1. You have a map to get to the close

Many times, customers like to lead you down different paths that take you farther and farther away from closing the deal. For instance, many clients ask technology companies about imaginary features they would love. While this is great from a customer discovery standpoint, your company will not be able to meet every single customer need. Overtime, you'll realize that the prospect will still sign with you, but they are just trying to sweeten the deal. The contract is the perfect armor for this attack.

When I go through this myself, I look to get the conversation back to the terms of the deal. I'll say, "I agree, that's a great idea. Maybe we'll build that feature down the road. Now another question I had for you was on the contract length." After a while, I can keep the buyer on track by constantly getting their thoughts on all the topics that we need to cover to go through the sale. This helps me stay organized and focus on the mission at hand, and it also helps me make sure the sale is moving forward.

2. You get customers on the same page as you

As our customer base has grown in the south, I've noticed how different sales are down south compared to the west coast. As opposed to California, southern business is much more relationship based. Sales meetings start with a good amount of small talk, followed by a discovery of how many of the same people you and the client know. While I love this because I get to know my southern buyers well, if taken too far it can make it hard to close sales in a reasonable period. At the same time, trying to rush a sale can aggravate your buyer and make him think twice about doing business with you.

To solve this, I always bring out the contract in the first meeting with a customer. While pitching my business, I'll pass out materials and I always make sure I've included the contract. This way, no matter how much chitchat I have with the purchaser, he knows that there's a goal to the meeting. Also, many of my customers have said how grateful they are for letting them know the purpose of the meeting up front. There are tons of sellers who go to a meeting and talk about everything but their product for an hour then leave. This not only wastes the seller's time but also the customers. By giving out the contract early, you tell your customer what you want right away.

3. You create a deadline

People need a deadline to be motivated to get a deal done. When you give your clients too much time, the sale will sit in the pipeline for way too long. Furthermore, the more time the prospect has to think, the more time they can look at competitors and forget about you. Even the best impressions only go so far.

This is one of the most important reasons why you always need a contract with you. For my own sales, the buyer has to get the contract checked by the school's legal counsel.
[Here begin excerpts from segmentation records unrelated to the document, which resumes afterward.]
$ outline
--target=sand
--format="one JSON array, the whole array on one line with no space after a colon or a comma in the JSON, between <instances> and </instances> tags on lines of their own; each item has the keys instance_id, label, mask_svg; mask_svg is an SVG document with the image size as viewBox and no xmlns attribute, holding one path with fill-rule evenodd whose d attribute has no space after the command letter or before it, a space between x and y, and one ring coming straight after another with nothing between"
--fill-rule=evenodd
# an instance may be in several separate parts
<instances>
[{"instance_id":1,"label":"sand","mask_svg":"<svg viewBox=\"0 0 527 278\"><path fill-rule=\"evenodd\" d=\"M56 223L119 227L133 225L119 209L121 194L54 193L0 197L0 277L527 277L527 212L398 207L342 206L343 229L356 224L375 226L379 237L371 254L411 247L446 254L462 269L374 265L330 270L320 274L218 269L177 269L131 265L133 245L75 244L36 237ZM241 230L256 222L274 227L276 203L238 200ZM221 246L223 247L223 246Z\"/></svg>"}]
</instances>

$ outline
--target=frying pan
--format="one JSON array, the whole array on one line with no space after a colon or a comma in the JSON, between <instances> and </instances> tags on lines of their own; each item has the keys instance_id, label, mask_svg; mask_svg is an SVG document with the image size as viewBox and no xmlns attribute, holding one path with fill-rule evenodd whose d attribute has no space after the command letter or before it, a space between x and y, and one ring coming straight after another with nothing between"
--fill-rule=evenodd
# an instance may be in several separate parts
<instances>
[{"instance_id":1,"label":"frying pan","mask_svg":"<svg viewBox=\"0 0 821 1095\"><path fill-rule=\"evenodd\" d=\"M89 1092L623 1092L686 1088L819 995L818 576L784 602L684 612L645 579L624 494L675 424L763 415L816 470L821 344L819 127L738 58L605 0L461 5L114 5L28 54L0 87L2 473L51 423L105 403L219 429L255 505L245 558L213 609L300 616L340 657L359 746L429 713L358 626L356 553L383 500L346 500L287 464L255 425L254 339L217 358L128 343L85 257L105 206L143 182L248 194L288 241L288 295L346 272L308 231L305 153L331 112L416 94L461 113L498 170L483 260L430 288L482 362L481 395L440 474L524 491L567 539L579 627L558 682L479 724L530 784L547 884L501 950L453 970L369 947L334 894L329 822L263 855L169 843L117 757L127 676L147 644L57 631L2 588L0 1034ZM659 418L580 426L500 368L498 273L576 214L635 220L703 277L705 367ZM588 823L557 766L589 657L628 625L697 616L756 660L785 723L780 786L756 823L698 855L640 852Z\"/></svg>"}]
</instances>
Since I can't get a contract signed in the first appointment, when I pass out the paperwork in the meeting I mention when I need it back by.
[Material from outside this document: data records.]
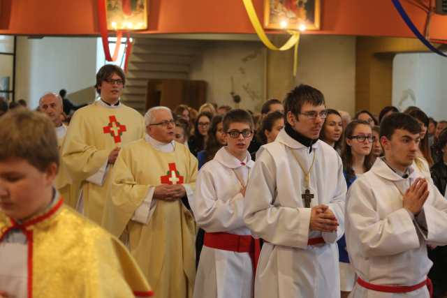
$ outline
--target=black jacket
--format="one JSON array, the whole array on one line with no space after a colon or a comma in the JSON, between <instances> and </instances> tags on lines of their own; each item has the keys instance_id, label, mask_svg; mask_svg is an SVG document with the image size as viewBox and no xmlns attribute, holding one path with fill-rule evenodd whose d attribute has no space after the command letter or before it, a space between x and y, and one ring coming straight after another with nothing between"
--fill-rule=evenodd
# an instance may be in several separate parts
<instances>
[{"instance_id":1,"label":"black jacket","mask_svg":"<svg viewBox=\"0 0 447 298\"><path fill-rule=\"evenodd\" d=\"M446 184L447 184L447 165L443 161L439 161L430 169L432 178L434 185L439 190L442 195L446 193Z\"/></svg>"}]
</instances>

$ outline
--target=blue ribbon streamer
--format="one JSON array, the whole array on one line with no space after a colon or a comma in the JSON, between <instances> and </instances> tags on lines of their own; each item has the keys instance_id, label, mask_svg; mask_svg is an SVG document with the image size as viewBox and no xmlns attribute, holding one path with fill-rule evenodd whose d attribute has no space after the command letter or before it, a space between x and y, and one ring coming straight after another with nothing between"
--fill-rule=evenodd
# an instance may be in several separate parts
<instances>
[{"instance_id":1,"label":"blue ribbon streamer","mask_svg":"<svg viewBox=\"0 0 447 298\"><path fill-rule=\"evenodd\" d=\"M397 10L400 16L402 17L402 20L404 20L404 22L405 22L405 23L406 24L406 26L408 26L410 30L413 31L413 33L418 38L418 39L419 39L419 40L420 40L420 42L423 43L427 47L428 47L432 52L437 53L440 56L447 57L446 54L445 54L444 53L443 53L442 52L441 52L440 50L434 47L433 45L432 45L430 42L428 41L427 38L425 38L425 37L423 35L422 35L420 32L419 32L419 30L418 30L418 28L416 28L416 27L414 25L413 22L411 22L410 17L409 17L406 13L405 12L405 10L402 7L402 5L400 3L400 1L399 0L392 0L392 1L395 8Z\"/></svg>"}]
</instances>

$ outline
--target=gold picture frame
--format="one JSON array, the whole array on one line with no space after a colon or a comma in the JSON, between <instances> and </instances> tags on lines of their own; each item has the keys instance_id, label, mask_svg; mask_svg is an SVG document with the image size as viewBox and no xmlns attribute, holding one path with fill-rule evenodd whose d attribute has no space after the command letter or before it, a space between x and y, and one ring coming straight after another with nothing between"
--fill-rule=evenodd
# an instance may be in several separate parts
<instances>
[{"instance_id":1,"label":"gold picture frame","mask_svg":"<svg viewBox=\"0 0 447 298\"><path fill-rule=\"evenodd\" d=\"M147 0L105 0L108 30L147 29Z\"/></svg>"},{"instance_id":2,"label":"gold picture frame","mask_svg":"<svg viewBox=\"0 0 447 298\"><path fill-rule=\"evenodd\" d=\"M321 0L264 0L264 27L319 30Z\"/></svg>"}]
</instances>

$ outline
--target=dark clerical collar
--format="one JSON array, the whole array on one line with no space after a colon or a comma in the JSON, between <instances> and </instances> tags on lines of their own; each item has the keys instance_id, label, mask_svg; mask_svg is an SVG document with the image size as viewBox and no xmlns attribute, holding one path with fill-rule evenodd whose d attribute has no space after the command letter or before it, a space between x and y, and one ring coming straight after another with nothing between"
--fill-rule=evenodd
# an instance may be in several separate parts
<instances>
[{"instance_id":1,"label":"dark clerical collar","mask_svg":"<svg viewBox=\"0 0 447 298\"><path fill-rule=\"evenodd\" d=\"M119 105L119 100L118 100L118 101L117 101L115 103L114 103L113 105L110 105L109 103L104 101L103 100L103 98L100 98L101 101L102 101L103 103L105 103L107 105L108 105L109 107L115 107L116 105Z\"/></svg>"},{"instance_id":2,"label":"dark clerical collar","mask_svg":"<svg viewBox=\"0 0 447 298\"><path fill-rule=\"evenodd\" d=\"M295 129L292 128L292 126L288 124L286 124L286 126L284 128L286 133L288 135L289 137L297 141L298 142L305 145L307 147L309 147L309 152L312 151L312 145L318 140L309 139L307 137L305 137L301 133L296 131Z\"/></svg>"}]
</instances>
While I haven't completely sold the client, if they're still interested the next steps are clearly defined. I need their signatures and the agreement back on this date. There is no room for miscommunication and they have all the materials they need. Your contract is not only a game plan but also your best player. It's the person on your team who comes out leading the team and finishes by making sure you close on the win. When you're getting anxious to close, don't try rushing the purchaser and risk making a mistake. Bring in your contract and let it guide you through to victory.